O vídeo de animação “Memórias de minhas pintas tristes” , que visa conscientizar o público sobre os perigos da exposição solar sem proteção, foi produzido pelo Núcleo de Divulgação do Programa de Oncobiologia da UFRJ e está disponível no Youtube http://www.youtube.com/watch?v=dhOD1rPhGkY&feature=feedu.

Este video faz parte de uma quatrilogia de vídeos sobre prevenção do câncer. Neste vídeo, a história começa com dois jovens conversando na praia, e suas respectivas “pintas” se entreolham, iniciando também um bate-papo.
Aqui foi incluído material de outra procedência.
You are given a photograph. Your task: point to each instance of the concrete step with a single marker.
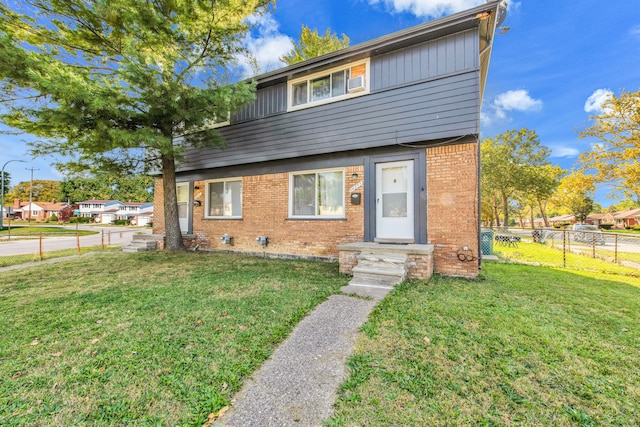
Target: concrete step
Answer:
(390, 258)
(381, 268)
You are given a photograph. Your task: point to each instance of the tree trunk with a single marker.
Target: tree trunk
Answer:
(505, 206)
(533, 222)
(173, 235)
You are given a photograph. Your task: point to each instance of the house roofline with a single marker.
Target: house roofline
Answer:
(431, 30)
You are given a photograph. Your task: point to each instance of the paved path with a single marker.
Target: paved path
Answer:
(298, 385)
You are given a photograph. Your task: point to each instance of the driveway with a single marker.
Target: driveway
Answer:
(113, 235)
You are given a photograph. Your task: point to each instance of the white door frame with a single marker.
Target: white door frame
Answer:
(394, 203)
(183, 205)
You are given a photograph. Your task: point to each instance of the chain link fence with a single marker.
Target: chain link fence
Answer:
(566, 248)
(39, 246)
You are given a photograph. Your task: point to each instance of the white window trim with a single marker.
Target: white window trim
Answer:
(290, 83)
(316, 171)
(207, 198)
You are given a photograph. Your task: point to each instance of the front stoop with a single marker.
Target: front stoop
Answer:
(377, 268)
(142, 243)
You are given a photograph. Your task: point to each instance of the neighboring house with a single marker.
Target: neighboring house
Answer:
(595, 219)
(38, 211)
(138, 213)
(562, 219)
(102, 211)
(627, 218)
(376, 143)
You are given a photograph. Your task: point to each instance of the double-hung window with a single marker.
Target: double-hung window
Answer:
(328, 86)
(223, 199)
(316, 194)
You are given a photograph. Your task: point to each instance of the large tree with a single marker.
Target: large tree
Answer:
(575, 193)
(311, 44)
(510, 163)
(116, 82)
(615, 158)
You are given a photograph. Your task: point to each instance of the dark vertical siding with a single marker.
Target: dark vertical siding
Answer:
(452, 54)
(442, 108)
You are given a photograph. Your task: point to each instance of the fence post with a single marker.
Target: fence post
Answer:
(564, 248)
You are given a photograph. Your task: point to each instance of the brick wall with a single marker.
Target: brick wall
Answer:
(265, 201)
(452, 216)
(452, 207)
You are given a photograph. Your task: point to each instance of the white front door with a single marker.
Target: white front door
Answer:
(182, 194)
(394, 202)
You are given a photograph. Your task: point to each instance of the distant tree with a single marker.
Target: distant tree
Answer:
(43, 191)
(509, 166)
(121, 82)
(311, 45)
(575, 193)
(137, 188)
(615, 158)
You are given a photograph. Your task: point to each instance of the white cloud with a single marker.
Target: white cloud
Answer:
(515, 100)
(564, 151)
(595, 101)
(433, 8)
(266, 45)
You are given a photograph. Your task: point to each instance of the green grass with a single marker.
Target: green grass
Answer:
(145, 339)
(9, 260)
(35, 230)
(523, 345)
(552, 256)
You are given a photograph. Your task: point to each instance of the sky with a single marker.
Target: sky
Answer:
(549, 72)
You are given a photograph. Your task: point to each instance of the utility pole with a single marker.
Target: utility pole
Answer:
(31, 192)
(2, 210)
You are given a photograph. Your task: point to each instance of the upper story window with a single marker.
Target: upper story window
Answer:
(329, 86)
(223, 199)
(316, 194)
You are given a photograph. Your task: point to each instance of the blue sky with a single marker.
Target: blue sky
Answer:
(548, 73)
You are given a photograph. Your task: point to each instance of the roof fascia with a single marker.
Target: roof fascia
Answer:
(424, 32)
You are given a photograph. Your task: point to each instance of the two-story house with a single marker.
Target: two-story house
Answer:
(375, 144)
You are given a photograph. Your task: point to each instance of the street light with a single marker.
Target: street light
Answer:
(2, 198)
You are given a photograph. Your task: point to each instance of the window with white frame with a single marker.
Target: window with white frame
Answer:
(223, 199)
(329, 86)
(316, 194)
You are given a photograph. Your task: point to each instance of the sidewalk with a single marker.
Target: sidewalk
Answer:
(298, 385)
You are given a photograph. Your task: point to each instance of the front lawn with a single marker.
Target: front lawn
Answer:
(523, 345)
(146, 339)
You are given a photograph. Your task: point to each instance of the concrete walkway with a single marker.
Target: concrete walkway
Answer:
(298, 385)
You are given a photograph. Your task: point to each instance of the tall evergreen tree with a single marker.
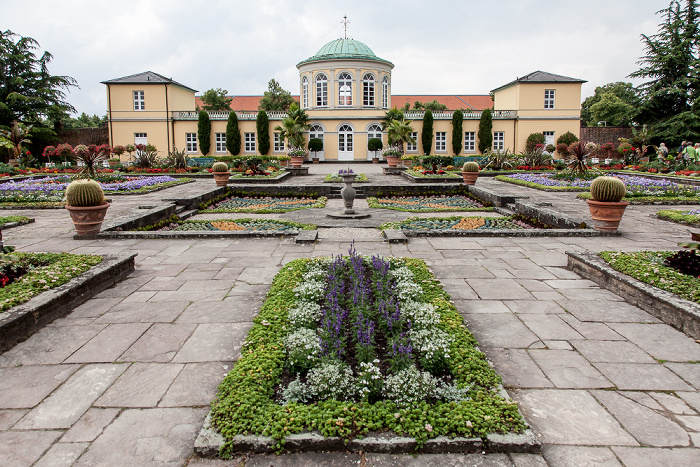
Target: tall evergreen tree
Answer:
(233, 134)
(426, 136)
(262, 125)
(457, 120)
(485, 131)
(204, 132)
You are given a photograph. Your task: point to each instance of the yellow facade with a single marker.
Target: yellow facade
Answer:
(348, 113)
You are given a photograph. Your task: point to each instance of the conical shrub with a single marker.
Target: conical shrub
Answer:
(84, 192)
(608, 189)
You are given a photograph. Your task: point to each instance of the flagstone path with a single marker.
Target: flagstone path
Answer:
(127, 378)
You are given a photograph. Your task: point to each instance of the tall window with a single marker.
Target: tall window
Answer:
(279, 142)
(368, 90)
(321, 91)
(469, 141)
(250, 142)
(499, 141)
(305, 93)
(344, 89)
(191, 142)
(139, 101)
(440, 141)
(385, 92)
(413, 147)
(220, 142)
(549, 98)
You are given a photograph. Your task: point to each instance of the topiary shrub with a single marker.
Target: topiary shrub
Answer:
(219, 167)
(533, 140)
(84, 192)
(608, 189)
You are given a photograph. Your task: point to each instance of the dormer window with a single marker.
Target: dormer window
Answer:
(549, 98)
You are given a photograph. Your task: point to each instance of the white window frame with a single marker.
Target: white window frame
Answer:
(249, 139)
(344, 90)
(469, 141)
(191, 143)
(413, 147)
(279, 142)
(305, 92)
(321, 90)
(139, 101)
(220, 139)
(549, 98)
(499, 140)
(368, 90)
(440, 141)
(385, 92)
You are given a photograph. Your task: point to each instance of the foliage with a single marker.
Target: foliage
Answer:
(457, 134)
(262, 126)
(485, 133)
(216, 99)
(294, 125)
(204, 132)
(233, 134)
(426, 137)
(275, 98)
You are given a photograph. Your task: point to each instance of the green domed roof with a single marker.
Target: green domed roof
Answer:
(345, 49)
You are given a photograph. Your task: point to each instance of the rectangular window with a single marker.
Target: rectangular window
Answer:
(250, 142)
(191, 142)
(549, 98)
(279, 143)
(469, 141)
(413, 147)
(139, 101)
(499, 141)
(440, 141)
(220, 142)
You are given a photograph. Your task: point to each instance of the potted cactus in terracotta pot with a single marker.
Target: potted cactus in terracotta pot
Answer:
(221, 173)
(470, 172)
(607, 206)
(85, 201)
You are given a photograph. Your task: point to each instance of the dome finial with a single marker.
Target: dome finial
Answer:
(345, 23)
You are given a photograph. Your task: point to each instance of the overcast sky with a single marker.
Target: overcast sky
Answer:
(437, 47)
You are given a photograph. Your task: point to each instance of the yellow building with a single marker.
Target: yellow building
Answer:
(346, 90)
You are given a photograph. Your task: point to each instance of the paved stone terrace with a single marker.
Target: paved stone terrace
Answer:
(127, 378)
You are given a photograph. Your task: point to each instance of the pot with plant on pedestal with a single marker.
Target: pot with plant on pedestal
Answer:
(221, 173)
(606, 206)
(470, 172)
(85, 201)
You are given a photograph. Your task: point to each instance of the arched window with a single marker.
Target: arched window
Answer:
(368, 90)
(385, 92)
(344, 89)
(305, 93)
(321, 90)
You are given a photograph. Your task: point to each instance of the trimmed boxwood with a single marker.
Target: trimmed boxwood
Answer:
(245, 403)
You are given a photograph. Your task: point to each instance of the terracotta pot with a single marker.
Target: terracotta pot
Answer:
(221, 178)
(470, 177)
(606, 215)
(88, 219)
(393, 161)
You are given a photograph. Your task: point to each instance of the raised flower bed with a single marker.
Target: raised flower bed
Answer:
(354, 346)
(428, 203)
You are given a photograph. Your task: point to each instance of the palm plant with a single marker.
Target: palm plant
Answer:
(294, 125)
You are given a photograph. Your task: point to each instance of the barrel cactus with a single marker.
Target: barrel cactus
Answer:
(84, 192)
(219, 167)
(470, 167)
(608, 189)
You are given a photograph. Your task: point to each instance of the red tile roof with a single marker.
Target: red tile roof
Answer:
(453, 102)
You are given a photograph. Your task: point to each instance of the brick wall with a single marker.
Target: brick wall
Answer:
(605, 134)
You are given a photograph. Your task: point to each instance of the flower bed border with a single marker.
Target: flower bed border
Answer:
(682, 314)
(21, 321)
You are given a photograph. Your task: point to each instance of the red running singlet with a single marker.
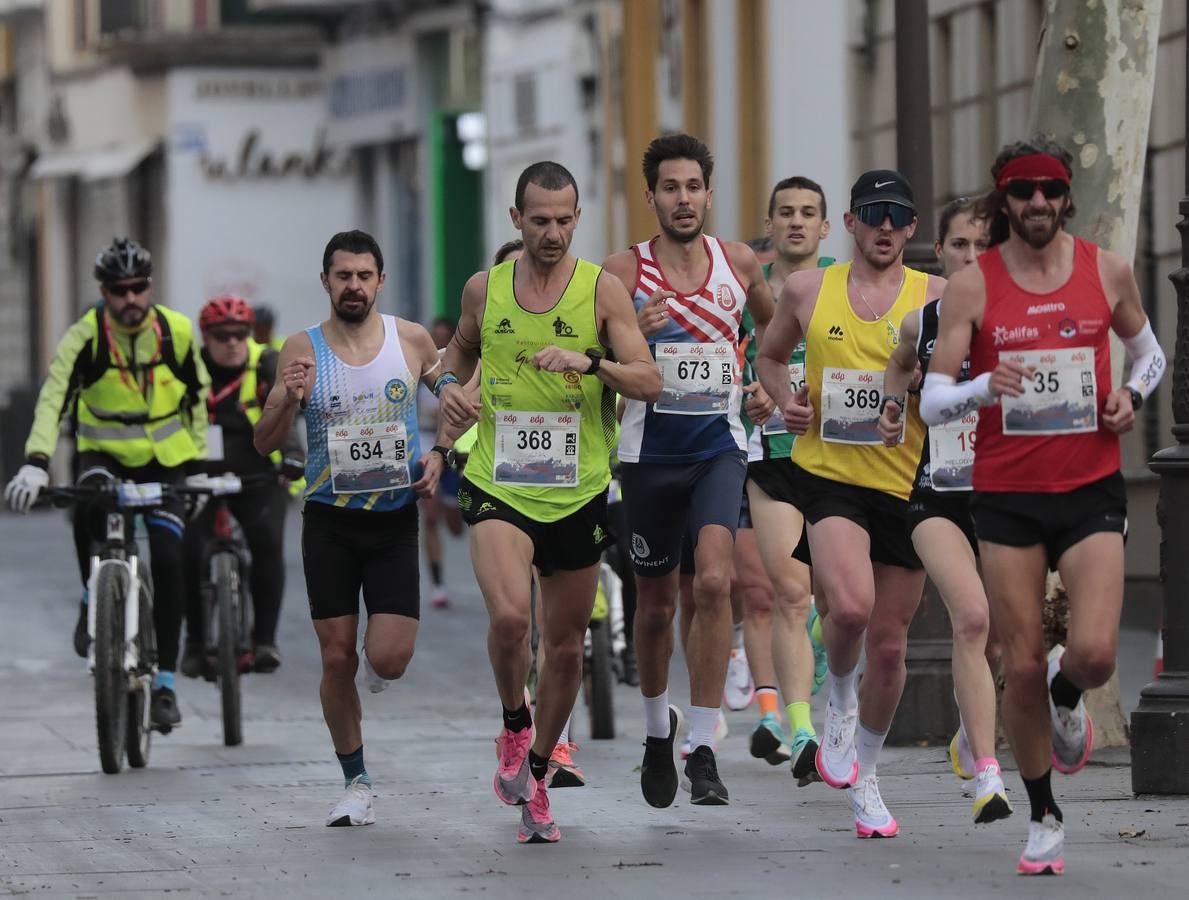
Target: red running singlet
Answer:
(1055, 438)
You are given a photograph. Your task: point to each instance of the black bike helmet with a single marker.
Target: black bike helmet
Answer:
(124, 259)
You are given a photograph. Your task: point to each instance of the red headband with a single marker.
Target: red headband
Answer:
(1032, 167)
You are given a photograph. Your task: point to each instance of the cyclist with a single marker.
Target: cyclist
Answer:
(241, 375)
(131, 373)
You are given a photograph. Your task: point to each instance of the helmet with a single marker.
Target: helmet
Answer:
(226, 309)
(124, 259)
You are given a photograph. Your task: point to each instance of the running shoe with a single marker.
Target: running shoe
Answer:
(804, 757)
(1073, 732)
(819, 660)
(872, 817)
(961, 755)
(536, 822)
(702, 779)
(658, 772)
(989, 797)
(768, 741)
(740, 688)
(513, 782)
(354, 807)
(1045, 851)
(837, 762)
(564, 772)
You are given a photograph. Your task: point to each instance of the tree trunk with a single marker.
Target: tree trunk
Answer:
(1093, 92)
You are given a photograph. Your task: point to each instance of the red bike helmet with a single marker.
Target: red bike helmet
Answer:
(226, 309)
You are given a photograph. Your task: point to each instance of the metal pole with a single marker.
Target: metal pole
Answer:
(1159, 725)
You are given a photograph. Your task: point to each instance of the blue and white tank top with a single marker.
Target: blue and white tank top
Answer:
(362, 428)
(697, 350)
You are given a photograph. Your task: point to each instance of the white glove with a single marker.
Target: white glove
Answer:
(26, 484)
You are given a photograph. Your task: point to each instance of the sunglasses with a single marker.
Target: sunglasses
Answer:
(1024, 188)
(123, 290)
(874, 214)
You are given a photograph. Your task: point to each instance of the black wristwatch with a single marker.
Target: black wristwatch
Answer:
(596, 359)
(447, 453)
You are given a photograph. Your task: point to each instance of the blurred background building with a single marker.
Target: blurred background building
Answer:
(233, 137)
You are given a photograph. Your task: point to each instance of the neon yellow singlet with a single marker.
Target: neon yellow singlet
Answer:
(850, 354)
(543, 438)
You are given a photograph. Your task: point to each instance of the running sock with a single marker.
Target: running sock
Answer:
(1040, 797)
(799, 717)
(703, 721)
(1063, 691)
(656, 716)
(766, 697)
(538, 765)
(517, 719)
(868, 744)
(353, 766)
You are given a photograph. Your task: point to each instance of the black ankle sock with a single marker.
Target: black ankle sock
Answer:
(1064, 692)
(517, 719)
(538, 765)
(1040, 797)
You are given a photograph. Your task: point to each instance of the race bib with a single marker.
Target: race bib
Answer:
(366, 458)
(539, 450)
(1061, 396)
(698, 378)
(951, 453)
(796, 382)
(850, 406)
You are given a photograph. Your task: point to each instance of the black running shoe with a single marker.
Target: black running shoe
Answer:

Este é o mote para mostrar ao público as diferenças entre uma “pinta” normal e um câncer de pele, que requer tratamento imediato.

As ideias para o vídeo surgiram em uma pesquisa desenvolvida pelo Núcleo de Divulgação com jovens banhistas de três praias do Rio (Ipanema, Barra da Tijuca e Flamengo). Mais de 800 frequentadores foram entrevistados e viu-se que 20% deles não usam filtro solar e 52% usam apenas quando vão à praia. Apenas 10% dos entrevistados fazem uso do filtro solar diariamente, o que é considerado ideal.

Quando os banhistas que não aplicam protetor solar foram perguntados sobre as razões que os fazem deixar de usar, 307 responderam que esquecem, e 152 afirmam que o protetor dificulta o bronzeamento. Apenas 27 afirmaram não possuir condições financeiras para comprá-lo. Os horários que os banhistas mais frequentam a praia são os de índice UV mais elevado, entre 10h e 16h (77%).

Ao serem perguntados sobre as características de uma pinta cancerosa, a maioria não soube responder (415 pessoas). Entre os entrevistados, 13% já tiveram algum familiar com câncer e, destes, 88% usam filtro solar com fator a partir de 15, mas 40% não aplicaram o protetor no dia da entrevista.

Curiosamente, 74% dos entrevistados apresentam índices preocupantes de queimaduras solares (ficam vermelhos e descascam), mas este índice é menor entre quem não usa protetor. Ou seja, existe aí o chamado “paradoxo do protetor solar”: quem passa mais, se queima mais.

Dos quatro filmes, este e mais dois: “Jogo de uma morte anunciada” (sobre os riscos do cigarro), “O amor em tempos de HPV” (que aborda o vírus do Papiloma Humano) fazem parte da tese de doutorado de Marina Verjovsky, defendida em 2014 no Instituto de Bioquímica Médica Leopoldo de Meis da UFRJ. Este projeto contou com apoios da Fundação do Câncer, da Faperj e do CNPq.